Ghost towns have a uniquely American flavor that draws you into their mystery and intrigue. As you wander from empty building to empty building, you can't help but have the feeling that you have all the pieces of the story except the storytellers. It's almost as if you have reached the climax of a novel to find that the last chapter has been ripped out. And though we can never know the details of what happened within those boarded up and crumbling walls, you just know it is the story of the birth and death of a dream.
Thurber, Texas was just a typical turn of the century town that experienced a huge boom in population around 1920, with an influx of 10,000 people representing 20 nationalities. Although most ghost towns are associated with oil booms, in the case of Thurber it was the coal that giveth and the oil that taketh away. Coal mining for the burgeoning railroad system was the bread and butter for Thurber, although quick thinking investors also developed brick production to diversify the money making opportunities. Many of the red clay bricks produced in Thurber can still be seen in brick lined streets all over the United States. The discovery of oil in nearby Ranger was the ultimate demise of the town of Thurber, as workers and investors deserted coal mining for the more lucrative oil.
Thurber, Texas was completely owned by Texas and Pacific Coal Company, making it the first town to be completely company owned. Residents of Thurber shopped in company stores, went to company schools, and worshiped in company churches. Miners were even paid in Thurber dollars, money that was only usable inside the city limits of Thurber. In 1903, workers struck against unfair pay and working conditions, ushering in the modern labor movement in the southwest and making Thurber the first completely unionized city in the country.
With such a solid claim in the history of the South, It is almost surprising to see that the only remnants are a single smokestack, a few foundations, and crumbling cemetery. To explore the history of Thurber, the best place to start is the W.K. Gordon Center for the Industrial History of Texas. This mouthful of a museum is dedicated to the history of Thurber, and begins with an informative 20 minute presentation that gives a good picture of the town at its peak. Exhibits throughout the small museum present vignettes of life in Thurber along with motion sensitive recordings of actual town members telling their stories.

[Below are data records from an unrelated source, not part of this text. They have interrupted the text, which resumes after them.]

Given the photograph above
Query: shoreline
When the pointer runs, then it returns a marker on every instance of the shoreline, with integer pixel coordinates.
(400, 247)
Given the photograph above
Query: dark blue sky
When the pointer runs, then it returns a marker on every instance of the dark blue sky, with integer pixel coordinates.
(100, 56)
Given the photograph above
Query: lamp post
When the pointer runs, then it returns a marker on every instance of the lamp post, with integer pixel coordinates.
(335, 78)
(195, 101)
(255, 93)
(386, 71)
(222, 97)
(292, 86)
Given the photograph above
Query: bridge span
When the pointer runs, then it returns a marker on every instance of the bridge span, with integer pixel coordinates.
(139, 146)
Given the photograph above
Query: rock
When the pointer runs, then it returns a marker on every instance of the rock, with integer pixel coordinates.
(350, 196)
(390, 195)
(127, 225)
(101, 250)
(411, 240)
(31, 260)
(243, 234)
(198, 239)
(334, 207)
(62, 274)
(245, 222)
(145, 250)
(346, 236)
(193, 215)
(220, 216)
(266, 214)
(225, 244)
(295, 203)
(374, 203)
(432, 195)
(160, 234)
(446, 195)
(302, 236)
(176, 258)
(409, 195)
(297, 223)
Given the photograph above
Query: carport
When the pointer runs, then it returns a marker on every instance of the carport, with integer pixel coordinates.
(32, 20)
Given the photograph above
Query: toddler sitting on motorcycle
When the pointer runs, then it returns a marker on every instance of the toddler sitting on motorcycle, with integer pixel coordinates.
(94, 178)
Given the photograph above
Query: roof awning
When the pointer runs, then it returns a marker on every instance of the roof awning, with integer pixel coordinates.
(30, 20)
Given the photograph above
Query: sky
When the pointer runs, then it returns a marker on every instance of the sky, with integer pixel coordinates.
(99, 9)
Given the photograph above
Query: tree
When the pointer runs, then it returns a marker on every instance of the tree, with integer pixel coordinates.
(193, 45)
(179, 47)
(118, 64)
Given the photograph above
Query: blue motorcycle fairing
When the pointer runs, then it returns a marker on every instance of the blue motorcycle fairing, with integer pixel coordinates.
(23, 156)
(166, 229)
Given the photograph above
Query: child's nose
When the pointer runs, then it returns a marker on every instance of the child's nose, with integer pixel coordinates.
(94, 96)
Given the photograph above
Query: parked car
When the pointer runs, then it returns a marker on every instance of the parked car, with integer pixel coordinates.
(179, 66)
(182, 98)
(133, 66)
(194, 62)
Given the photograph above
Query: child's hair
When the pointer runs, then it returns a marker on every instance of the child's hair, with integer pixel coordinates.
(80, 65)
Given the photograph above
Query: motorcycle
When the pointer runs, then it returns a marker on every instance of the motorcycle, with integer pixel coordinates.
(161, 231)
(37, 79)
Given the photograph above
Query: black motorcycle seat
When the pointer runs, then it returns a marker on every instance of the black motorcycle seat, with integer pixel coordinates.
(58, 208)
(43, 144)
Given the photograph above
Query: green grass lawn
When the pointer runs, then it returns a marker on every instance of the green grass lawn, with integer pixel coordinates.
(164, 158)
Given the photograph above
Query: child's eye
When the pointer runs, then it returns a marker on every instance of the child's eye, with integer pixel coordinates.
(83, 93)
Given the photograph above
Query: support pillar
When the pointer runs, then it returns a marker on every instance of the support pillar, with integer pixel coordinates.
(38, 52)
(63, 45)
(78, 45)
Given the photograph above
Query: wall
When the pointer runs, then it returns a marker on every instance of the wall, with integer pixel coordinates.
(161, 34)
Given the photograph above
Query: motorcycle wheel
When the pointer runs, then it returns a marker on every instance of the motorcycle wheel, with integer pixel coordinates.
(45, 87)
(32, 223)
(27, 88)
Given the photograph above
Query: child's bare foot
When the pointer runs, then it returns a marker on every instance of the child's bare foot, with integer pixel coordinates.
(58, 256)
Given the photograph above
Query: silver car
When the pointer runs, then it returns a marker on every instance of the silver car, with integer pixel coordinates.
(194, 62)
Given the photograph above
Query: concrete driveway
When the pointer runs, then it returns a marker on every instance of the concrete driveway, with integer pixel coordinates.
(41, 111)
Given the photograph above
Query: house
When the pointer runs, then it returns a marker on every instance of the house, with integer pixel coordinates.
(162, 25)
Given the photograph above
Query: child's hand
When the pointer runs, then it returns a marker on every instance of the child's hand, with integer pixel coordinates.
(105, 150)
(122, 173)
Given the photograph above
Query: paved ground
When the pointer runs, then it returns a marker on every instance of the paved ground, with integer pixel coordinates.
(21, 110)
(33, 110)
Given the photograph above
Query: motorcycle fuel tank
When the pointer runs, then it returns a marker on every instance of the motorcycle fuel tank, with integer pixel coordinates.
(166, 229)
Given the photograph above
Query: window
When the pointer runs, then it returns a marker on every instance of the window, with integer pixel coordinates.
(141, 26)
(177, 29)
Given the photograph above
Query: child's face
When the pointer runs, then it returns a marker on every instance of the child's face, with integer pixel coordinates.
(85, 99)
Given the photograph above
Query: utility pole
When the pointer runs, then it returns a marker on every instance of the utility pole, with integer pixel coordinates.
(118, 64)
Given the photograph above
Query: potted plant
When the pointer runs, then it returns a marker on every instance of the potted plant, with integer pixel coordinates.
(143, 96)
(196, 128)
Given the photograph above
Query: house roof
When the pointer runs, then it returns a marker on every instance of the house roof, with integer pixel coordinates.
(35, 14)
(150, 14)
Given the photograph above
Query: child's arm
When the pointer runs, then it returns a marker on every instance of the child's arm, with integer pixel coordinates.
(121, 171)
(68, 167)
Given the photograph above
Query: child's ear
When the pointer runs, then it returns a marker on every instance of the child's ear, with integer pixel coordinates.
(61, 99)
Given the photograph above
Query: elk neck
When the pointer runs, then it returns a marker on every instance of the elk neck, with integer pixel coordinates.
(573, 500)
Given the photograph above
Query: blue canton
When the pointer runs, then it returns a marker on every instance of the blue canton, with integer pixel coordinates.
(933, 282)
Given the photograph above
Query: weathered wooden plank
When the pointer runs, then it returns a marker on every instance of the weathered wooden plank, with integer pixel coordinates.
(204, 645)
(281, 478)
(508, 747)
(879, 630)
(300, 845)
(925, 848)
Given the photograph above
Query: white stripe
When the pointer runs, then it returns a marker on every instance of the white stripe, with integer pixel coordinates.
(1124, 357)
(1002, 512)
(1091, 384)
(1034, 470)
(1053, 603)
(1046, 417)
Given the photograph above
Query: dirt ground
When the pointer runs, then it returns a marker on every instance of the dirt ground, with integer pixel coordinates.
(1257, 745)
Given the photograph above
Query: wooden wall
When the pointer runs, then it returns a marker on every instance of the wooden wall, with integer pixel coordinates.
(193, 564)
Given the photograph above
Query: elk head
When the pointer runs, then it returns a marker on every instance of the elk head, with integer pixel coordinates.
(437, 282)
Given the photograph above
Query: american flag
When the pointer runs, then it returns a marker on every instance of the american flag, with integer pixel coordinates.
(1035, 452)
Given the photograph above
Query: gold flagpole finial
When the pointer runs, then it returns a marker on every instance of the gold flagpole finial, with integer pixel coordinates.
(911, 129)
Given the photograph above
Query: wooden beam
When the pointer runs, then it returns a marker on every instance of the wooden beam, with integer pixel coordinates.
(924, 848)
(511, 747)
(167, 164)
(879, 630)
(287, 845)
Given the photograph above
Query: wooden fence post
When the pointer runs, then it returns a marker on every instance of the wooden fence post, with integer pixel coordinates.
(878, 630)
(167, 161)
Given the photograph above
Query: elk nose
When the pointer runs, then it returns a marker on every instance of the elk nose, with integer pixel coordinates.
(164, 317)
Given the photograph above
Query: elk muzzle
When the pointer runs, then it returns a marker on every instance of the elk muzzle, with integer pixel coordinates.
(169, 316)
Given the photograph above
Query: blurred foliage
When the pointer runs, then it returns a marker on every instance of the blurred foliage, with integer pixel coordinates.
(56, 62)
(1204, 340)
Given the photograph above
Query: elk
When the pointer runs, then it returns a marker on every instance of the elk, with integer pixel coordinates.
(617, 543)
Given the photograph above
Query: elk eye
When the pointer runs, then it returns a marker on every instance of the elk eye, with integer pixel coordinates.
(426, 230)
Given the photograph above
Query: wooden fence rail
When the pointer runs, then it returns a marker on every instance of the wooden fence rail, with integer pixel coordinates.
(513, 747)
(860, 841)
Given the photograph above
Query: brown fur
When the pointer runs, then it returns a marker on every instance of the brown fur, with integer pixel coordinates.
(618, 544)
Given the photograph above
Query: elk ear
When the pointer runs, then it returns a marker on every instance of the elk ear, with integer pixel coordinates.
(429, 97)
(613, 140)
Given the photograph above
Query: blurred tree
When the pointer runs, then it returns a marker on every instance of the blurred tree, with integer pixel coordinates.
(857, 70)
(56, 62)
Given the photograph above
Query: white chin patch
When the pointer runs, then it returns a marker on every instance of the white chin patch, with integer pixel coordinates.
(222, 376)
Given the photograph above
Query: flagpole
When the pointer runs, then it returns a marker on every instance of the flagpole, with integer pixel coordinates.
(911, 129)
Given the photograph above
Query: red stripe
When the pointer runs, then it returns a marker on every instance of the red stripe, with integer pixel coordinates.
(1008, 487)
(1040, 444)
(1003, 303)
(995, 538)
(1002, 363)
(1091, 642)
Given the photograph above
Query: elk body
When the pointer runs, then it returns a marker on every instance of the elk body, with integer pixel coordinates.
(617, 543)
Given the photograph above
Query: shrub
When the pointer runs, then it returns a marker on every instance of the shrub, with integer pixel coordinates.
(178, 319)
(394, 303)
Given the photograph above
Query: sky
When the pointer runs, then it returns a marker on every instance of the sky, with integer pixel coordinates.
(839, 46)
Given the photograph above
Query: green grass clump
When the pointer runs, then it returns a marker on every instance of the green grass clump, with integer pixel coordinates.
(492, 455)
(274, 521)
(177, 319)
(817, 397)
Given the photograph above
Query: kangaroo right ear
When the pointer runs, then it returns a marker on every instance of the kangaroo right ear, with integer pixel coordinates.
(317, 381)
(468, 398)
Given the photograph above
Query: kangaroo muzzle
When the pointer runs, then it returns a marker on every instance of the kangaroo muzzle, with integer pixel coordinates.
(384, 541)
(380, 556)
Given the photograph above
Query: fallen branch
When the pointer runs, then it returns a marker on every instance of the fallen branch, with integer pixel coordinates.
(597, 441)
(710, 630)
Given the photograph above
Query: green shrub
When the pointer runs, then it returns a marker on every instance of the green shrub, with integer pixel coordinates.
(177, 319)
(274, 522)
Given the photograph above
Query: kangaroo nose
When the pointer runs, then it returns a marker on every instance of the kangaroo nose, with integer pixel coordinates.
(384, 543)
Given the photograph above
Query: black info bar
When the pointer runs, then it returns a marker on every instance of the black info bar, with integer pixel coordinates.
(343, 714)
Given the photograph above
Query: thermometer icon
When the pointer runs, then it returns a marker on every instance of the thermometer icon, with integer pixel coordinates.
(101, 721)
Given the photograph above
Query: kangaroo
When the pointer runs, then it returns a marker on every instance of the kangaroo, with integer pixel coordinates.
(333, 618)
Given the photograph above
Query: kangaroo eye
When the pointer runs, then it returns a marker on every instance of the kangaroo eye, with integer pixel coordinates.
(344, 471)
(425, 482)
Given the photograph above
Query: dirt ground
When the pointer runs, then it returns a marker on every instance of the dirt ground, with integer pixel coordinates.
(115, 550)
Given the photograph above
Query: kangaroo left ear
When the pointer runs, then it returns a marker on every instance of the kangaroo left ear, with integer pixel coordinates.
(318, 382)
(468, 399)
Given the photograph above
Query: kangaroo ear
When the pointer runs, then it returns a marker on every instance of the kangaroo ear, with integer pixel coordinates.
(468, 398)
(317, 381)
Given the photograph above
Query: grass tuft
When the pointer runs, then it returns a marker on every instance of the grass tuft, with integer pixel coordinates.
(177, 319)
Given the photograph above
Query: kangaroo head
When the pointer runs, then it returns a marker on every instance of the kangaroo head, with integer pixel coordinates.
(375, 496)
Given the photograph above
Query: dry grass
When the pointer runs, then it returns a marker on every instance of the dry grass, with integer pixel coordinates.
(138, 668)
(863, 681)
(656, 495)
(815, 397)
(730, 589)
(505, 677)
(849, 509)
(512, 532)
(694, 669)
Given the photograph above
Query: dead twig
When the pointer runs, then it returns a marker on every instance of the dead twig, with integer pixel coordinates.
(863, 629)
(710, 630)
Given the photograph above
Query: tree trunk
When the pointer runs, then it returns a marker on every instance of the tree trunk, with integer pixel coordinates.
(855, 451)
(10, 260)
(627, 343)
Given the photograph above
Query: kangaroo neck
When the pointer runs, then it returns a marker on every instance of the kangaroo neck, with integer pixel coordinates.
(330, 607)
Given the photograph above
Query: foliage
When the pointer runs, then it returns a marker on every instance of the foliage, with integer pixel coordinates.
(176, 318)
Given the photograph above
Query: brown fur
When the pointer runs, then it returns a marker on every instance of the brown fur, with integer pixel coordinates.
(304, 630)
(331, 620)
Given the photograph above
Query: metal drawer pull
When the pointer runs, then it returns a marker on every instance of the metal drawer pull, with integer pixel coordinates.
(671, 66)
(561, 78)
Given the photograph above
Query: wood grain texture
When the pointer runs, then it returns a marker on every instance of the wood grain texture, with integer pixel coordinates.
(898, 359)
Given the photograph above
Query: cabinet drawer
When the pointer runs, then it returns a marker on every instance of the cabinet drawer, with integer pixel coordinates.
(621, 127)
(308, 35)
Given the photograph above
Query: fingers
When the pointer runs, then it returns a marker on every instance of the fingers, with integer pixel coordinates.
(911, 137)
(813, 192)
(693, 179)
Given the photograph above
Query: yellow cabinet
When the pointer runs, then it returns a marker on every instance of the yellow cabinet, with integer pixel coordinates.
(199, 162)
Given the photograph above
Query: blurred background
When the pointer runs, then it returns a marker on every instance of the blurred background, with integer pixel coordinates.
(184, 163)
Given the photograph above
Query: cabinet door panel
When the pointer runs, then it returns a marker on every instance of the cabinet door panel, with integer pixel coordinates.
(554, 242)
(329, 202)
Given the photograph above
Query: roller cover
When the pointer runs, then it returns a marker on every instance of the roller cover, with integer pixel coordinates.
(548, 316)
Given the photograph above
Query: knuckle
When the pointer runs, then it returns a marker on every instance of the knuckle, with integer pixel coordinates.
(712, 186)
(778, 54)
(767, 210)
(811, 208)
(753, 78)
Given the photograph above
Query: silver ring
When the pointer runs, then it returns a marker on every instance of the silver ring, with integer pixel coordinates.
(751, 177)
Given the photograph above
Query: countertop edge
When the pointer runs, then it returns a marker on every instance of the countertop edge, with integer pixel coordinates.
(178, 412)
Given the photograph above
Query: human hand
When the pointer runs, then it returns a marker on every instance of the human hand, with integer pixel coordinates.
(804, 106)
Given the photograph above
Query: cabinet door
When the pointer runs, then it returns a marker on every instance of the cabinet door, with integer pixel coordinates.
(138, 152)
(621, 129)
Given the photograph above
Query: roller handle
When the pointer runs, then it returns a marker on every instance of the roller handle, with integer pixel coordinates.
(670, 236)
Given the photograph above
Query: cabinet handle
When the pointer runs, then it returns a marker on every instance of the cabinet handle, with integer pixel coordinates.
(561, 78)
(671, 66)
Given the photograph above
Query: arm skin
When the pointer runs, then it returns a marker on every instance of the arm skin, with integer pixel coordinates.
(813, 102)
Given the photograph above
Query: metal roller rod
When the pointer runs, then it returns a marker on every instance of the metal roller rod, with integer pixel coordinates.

Next to the museum, a handful of original buildings from Thurber are available for touring. These buildings are not a part of the museum price, and they are somewhat in disrepair. Still, you can tour a typical tract house, most of which were removed from their foundations and sold for $50 when the town disintegrated. The Catholic Church and the bandstand are also preserved for the public. A word of warning: if you don’t like wasps or grass burrs, watch out. We had a run in with both of these stinging annoyances while we were touring.
The view from the elevated museum steps you get the impression that Thurber is not so much a ghost town, but a gone town. The remaining smokestack and foundations can be seen and pondered from this vantage point. The smokestack was formerly a part of the high tech electrical plant of Thurber. At the demise of the city, one of the founders begged for at least the smokestack to remain and so it does.
One of the only other remaining buildings, the Company Store, has been converted into a homestyle restaurant where they serve typical Texas diner fare and the quite possibly the best French fries ever made. Photos and memorabilia line the walls making this the perfect place to fill up and learn more about Thurber.
Before leaving town, a tour of the town cemetery is a must. Over a 1000 headstones from 1880 and on are the only physical remains of the lives that built the town of Thurber. Most strikingly, the headstones are written in a potpourri of languages, mostly Italian, Spanish, and Polish, representing the many immigrant families that called Thurber home.
Vast amounts of coal deposits still remain underground beneath the broken foundations and the singular smokestack. It is possible that the town may one day boom again and be filled with new residents with new stories. Until then, the ghostly stories that still whisper through the brick buildings forged from the ground beneath will have to do.